What makes a strong client contract? To start, make sure your contract contains the following information:

What should be included in all your client contracts 

1. Names of all parties

It is vital that your client contracts identify who the parties are. Do this by naming the client and your company, noting your roles in your business arrangement. If you are incorporated, make sure to properly identify your company so that you do not end up entering into the contract personally.

2. Clients’ contact information

Every contract should include contact information for your company and your client. If your client has requested that communication goes through a specific channel, such as email, you may want to note this as well. 

3. Expected services 

Here, you lay out the specific services that you are undertaking with the client.  Be as specific as possible, but don’t box yourself into a corner by narrowing down the work too much.  For example, indicating that you will “Design a website” is too vague, so perhaps list the number of pages and how much customization is involved.  Don’t, however, list every item to be included on each page.

4. Additional Details 

Outline any further terms of the agreement. For example: 

  • What are the deadlines of the project? 
  • Who reviews and approves work? 
  • What is the timeline for feedback on the work? 

This may sound like fine detail, but by laying this out now, you will ensure you have a productive relationship with little dispute. 

5. Price 

This should include both the fee and what is included within it. Make sure all of the work you are agreeing to is laid out so there is no confusion. 

6. A summary of anything not covered in the fee

Here, you want to identify any work that is outside the scope of the project. This can include work that you do but is not included in the price, as well as work that the client will be contracting out to another company for or will be handling in-house. 

7. Additional fees

Lay out what situations would lead to more charges – and what these charges would be. It is important to cover side services that the client can opt into and what happens if the scope of the project expands. For instance, if the project includes 100 hours of work paid by the hour, does the rate change if more time is needed?

8. Protection of your intellectual property

You do not want to suggest that you are giving up any of your intellectual property if that’s not your intention.  In many design related projects, the final product will belong to the client and you will assign your intellectual property rights to them.  However, there may be times where you will be using some of your previously created work so it’s important to clarify which, if any, part of the final product is being transferred. 

9. A termination clause

Make sure you have an option to end the relationship in case things aren’t working out.  The client should also have the same option.  Some factors to consider are:

  • What happens if one or both parties want to cancel the contract? 
  • How is the final payment handled? 
  • How much notice will be provided? 


10. Method of payment and schedule of payments

Many companies overlook this information but it’s very important to outline the payment terms, especially due dates. If you do not provide a provision for interest on late payments, you won’t be able to charge it.

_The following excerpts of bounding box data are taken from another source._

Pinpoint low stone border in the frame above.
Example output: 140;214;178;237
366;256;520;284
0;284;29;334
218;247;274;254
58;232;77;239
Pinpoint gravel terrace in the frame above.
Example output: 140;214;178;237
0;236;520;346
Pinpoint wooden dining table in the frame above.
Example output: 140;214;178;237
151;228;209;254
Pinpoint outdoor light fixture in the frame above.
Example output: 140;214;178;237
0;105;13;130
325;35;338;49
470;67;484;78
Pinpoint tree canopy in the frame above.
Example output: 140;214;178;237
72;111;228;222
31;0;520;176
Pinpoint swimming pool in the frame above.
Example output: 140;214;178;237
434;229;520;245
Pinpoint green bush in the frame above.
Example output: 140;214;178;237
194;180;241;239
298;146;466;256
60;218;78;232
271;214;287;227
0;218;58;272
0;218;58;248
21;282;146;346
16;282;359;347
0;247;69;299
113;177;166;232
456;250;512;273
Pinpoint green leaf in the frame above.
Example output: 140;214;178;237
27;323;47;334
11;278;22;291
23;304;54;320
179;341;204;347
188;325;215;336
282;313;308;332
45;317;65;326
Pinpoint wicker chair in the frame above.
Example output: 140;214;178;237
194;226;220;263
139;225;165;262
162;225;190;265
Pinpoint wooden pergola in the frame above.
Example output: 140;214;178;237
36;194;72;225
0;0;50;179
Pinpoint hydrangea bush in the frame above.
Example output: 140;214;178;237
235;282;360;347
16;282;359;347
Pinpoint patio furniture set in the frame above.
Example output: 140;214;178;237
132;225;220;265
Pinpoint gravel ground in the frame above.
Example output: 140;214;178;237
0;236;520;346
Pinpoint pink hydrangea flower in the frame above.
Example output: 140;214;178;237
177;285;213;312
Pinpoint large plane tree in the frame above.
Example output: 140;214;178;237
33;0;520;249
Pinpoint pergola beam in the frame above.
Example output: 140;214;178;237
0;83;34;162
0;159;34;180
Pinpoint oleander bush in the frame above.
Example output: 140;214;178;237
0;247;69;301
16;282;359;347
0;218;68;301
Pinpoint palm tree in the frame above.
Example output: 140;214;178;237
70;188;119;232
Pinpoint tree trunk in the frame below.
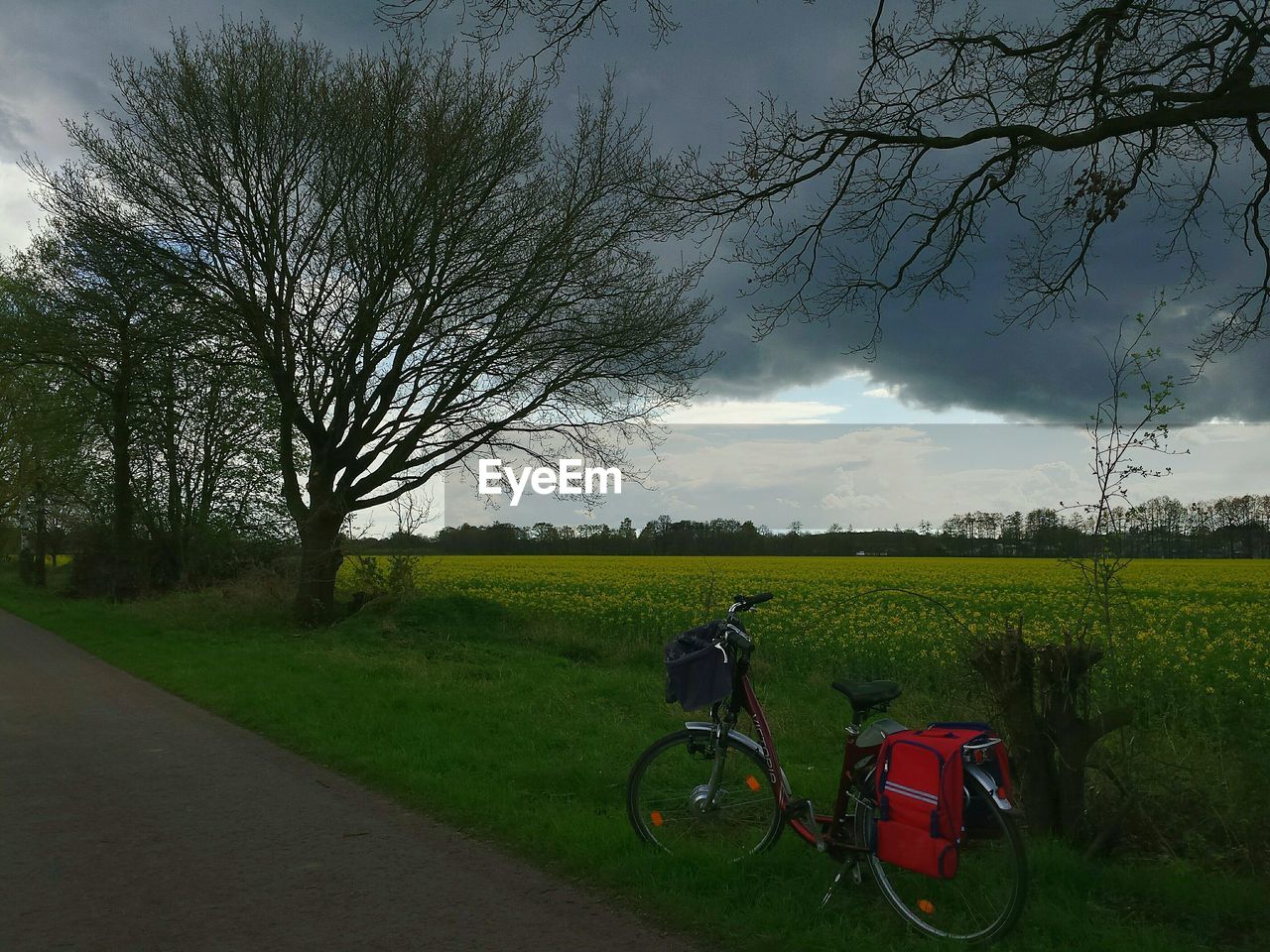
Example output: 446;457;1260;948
970;620;1133;840
33;477;49;585
110;373;137;599
295;499;346;625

11. Disclaimers and Warranties

If you have any disclaimers or offer warranties, make sure that they are included in the contract. Never provide disclaimers or warranties verbally.

12. Confidentiality clause

Make sure you are clear about what information is confidential, and not just for the clients. If in the course of your work, clients have access to your proprietary intellectual property, you may also want to ensure they do not share this with others. 

13. Signatures

Always have the contract signed and dated. If you do not do this, your client is not bound by the terms of your agreement. 

Work with a small business lawyer when creating your client contracts 

Lawyers are experts in creating contracts. When you have your contracts drafted or reviewed by a small business lawyer, you can rest assured that you will be properly protected, allowing you to focus on your work for your new client.

While client contracts are important, they are not the only documents you should have in place. Before entering into any partnership, make sure you have a comprehensive partnership agreement set up.